Внешне это выглядит как покорность и признание своей вины, но мой враг понимает, что это скрытый упрек, и мрачнеет, хотя и не осмеливается что-либо сказать в присутствии своих людей, понятия не имеющих о том, что здесь происходит. Да они и не поверили бы, расскажи им кто-нибудь.

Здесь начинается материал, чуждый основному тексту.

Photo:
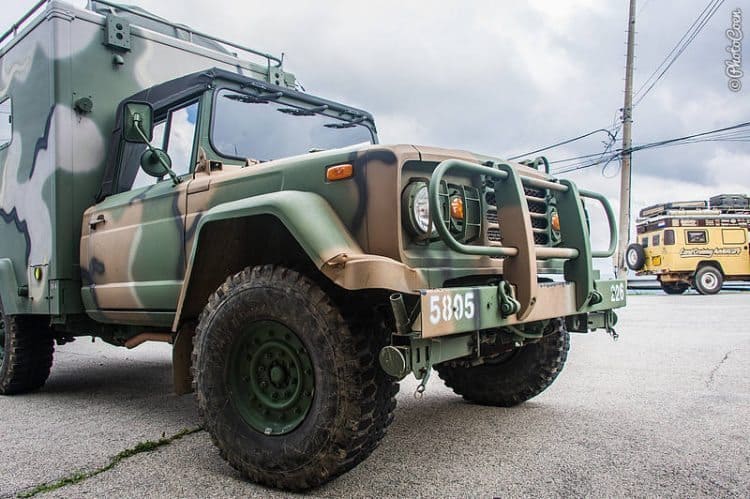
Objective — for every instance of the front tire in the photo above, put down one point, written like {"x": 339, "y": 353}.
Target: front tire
{"x": 635, "y": 257}
{"x": 674, "y": 288}
{"x": 26, "y": 349}
{"x": 289, "y": 390}
{"x": 513, "y": 378}
{"x": 708, "y": 280}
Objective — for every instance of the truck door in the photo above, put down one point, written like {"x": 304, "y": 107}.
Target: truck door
{"x": 135, "y": 263}
{"x": 735, "y": 247}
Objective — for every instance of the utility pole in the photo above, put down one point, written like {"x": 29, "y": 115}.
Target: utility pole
{"x": 627, "y": 142}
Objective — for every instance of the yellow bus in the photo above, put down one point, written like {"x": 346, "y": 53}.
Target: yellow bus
{"x": 693, "y": 243}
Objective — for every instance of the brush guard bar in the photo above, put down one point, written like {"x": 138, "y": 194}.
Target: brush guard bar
{"x": 519, "y": 251}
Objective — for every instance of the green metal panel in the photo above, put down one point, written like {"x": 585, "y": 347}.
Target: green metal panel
{"x": 308, "y": 217}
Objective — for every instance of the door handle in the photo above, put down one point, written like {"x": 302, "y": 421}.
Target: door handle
{"x": 99, "y": 219}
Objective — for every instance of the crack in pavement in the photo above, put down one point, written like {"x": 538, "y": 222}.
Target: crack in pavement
{"x": 80, "y": 476}
{"x": 711, "y": 375}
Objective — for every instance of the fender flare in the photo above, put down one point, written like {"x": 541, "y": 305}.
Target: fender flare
{"x": 13, "y": 304}
{"x": 307, "y": 216}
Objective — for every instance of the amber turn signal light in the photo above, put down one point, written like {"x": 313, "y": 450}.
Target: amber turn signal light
{"x": 339, "y": 172}
{"x": 556, "y": 222}
{"x": 457, "y": 208}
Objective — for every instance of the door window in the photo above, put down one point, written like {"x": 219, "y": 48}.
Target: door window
{"x": 175, "y": 133}
{"x": 668, "y": 237}
{"x": 696, "y": 236}
{"x": 733, "y": 236}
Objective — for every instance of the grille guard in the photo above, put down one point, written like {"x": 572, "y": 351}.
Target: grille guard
{"x": 521, "y": 253}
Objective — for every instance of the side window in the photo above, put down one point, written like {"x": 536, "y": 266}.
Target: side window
{"x": 733, "y": 236}
{"x": 181, "y": 137}
{"x": 6, "y": 122}
{"x": 668, "y": 237}
{"x": 174, "y": 133}
{"x": 696, "y": 236}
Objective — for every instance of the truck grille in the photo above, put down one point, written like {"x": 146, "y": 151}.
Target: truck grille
{"x": 536, "y": 199}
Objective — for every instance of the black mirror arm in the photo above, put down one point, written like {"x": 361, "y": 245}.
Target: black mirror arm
{"x": 172, "y": 174}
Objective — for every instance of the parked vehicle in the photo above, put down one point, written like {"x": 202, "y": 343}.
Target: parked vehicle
{"x": 694, "y": 243}
{"x": 158, "y": 187}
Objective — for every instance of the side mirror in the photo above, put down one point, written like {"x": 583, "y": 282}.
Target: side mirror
{"x": 138, "y": 122}
{"x": 156, "y": 162}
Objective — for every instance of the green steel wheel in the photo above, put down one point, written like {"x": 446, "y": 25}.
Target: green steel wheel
{"x": 26, "y": 349}
{"x": 289, "y": 389}
{"x": 270, "y": 378}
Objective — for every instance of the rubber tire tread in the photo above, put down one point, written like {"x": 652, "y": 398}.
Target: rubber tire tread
{"x": 674, "y": 289}
{"x": 703, "y": 270}
{"x": 365, "y": 398}
{"x": 640, "y": 257}
{"x": 29, "y": 349}
{"x": 530, "y": 371}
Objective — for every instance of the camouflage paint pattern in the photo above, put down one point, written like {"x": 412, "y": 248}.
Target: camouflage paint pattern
{"x": 52, "y": 169}
{"x": 131, "y": 259}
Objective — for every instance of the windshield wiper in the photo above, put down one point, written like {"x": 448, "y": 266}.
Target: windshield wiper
{"x": 349, "y": 123}
{"x": 295, "y": 111}
{"x": 263, "y": 98}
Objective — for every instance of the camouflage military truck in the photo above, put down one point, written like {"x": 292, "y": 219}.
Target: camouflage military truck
{"x": 159, "y": 184}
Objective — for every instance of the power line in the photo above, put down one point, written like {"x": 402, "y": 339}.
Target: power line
{"x": 732, "y": 133}
{"x": 567, "y": 141}
{"x": 687, "y": 38}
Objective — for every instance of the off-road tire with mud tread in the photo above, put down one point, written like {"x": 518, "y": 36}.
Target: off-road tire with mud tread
{"x": 353, "y": 401}
{"x": 28, "y": 347}
{"x": 514, "y": 378}
{"x": 674, "y": 288}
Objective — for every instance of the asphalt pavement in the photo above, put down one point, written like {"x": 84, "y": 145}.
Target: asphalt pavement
{"x": 663, "y": 411}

– Вы последуете с нами, аббатиса.
Я не сопротивляюсь. Более того, киваю в знак согласия. Несмотря на это, меня грубо стаскивают с коня, который пятится назад и сбивает одного из жандармов с ног, чем вызывает некоторое смятение в их рядах. Наконец его усмиряют. Как я и говорила ему, он отличный конь, и жандармы это заметили. Его берут под уздцы, что-то ласково говорят ему, и животное успокаивается.
С меня между тем срывают плащ, под которым темное платье и апостольник, и связывают мне руки за спиной. Потом перекидывают меня вниз лицом через спину лошади и привязывают к седлу. Один из жандармов при этом бормочет:
– Прекрасная поза для высокородной дамы! Другой слегка ухмыляется в ответ, но никто не смеется, хотя я связана, хотя я одна против десятерых, хотя я полностью в их руках. И в наступившей тишине я ощущаю их страх.
Трудна дорога домой. Лицо мое бьется о бок лошади, а платье промокает насквозь, потому что дождь снова зарядил нещадно. От холода сводит позвоночник. Вода бежит ручьями по рукам, ногам и шее. Апостольник соскальзывает, выставляя напоказ мою стриженую голову. Дождь заливает мне уши, нос и глаза.
Я пытаюсь успокоить себя: то воля богини. Это миссия всей моей жизни, предсказанная мне с рождения.
Неся меня навстречу моей судьбе, лошадь время от времени наступает на пряную траву. От этого запаха болят и слезятся глаза.
Розмарин вызывает воспоминания.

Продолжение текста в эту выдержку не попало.